76 Tutorial for ggvis and its Comparison with ggplot2

Anbang Wang and Keyi Guo

76.1 Introduction


For R users, ggplot2 is a name that can hardly be ignored. As a data visualization package, ggplot2 can actually take care of all the details as long as you provide the data and tell it how to map variables to aesthetics. But there are certain features in ggvis that can be both practical and easy to use. In addition, ggvis has its special interactive plots that enables you to create complex, aesthetically pleasing charts with interactive features. Therefore, while it can generate similar graphs as ggplot2 did for a dataset, it can also generate interactive graphs. In this tutorial, we will include the ways of generating static plots by ggvis, its comparison to ggplot2, and also a video tutorial for the interactive part.

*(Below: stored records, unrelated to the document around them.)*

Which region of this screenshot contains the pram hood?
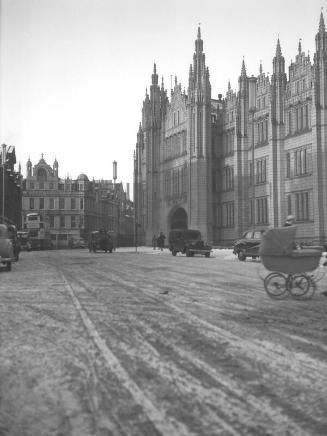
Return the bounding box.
[259,226,296,256]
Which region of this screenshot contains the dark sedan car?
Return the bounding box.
[233,229,265,260]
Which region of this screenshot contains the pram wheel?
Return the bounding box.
[263,272,288,300]
[289,274,316,300]
[288,274,311,298]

76.2 Install and load “ggvis” and “ggplot2” packages


Shiny is an R package that makes it easy to build interactive web apps straight from R.

#remotes::install_github("rstudio/shiny")
library(shiny)
library(ggvis)
library(tidyverse)
library(ggplot2)
library(dplyr)



76.3 Load dataset

library(datasets)
data(iris)



76.4 Comparison Between ggvis and ggplot

76.5 Histogram

ggvis

#View(iris)

iris%>%
  ggvis(~Sepal.Length)%>%
  layer_histograms()

ggplot

ggplot(iris, aes(x=Sepal.Length)) + 
  geom_histogram()
  • The default histograms for ggvis and ggplot are very similar but with different bin_width
  • The default method used for drawing ggplot histogram does not contain strokes




76.6 Scatter Plots

ggvis

iris %>% 
  ggvis(~Petal.Length, ~Petal.Width) %>% 
  layer_points()

ggplot

ggplot(iris, aes(x=Petal.Length, y=Petal.Width)) + 
  geom_point()


  • Differences in default methods of drawing scatter plot:
    • Point size
    • Theme
    • X-y scales labels




76.7 Scatter Plots (Customization)

By changing each argument’s value, we can actually create our own plot style.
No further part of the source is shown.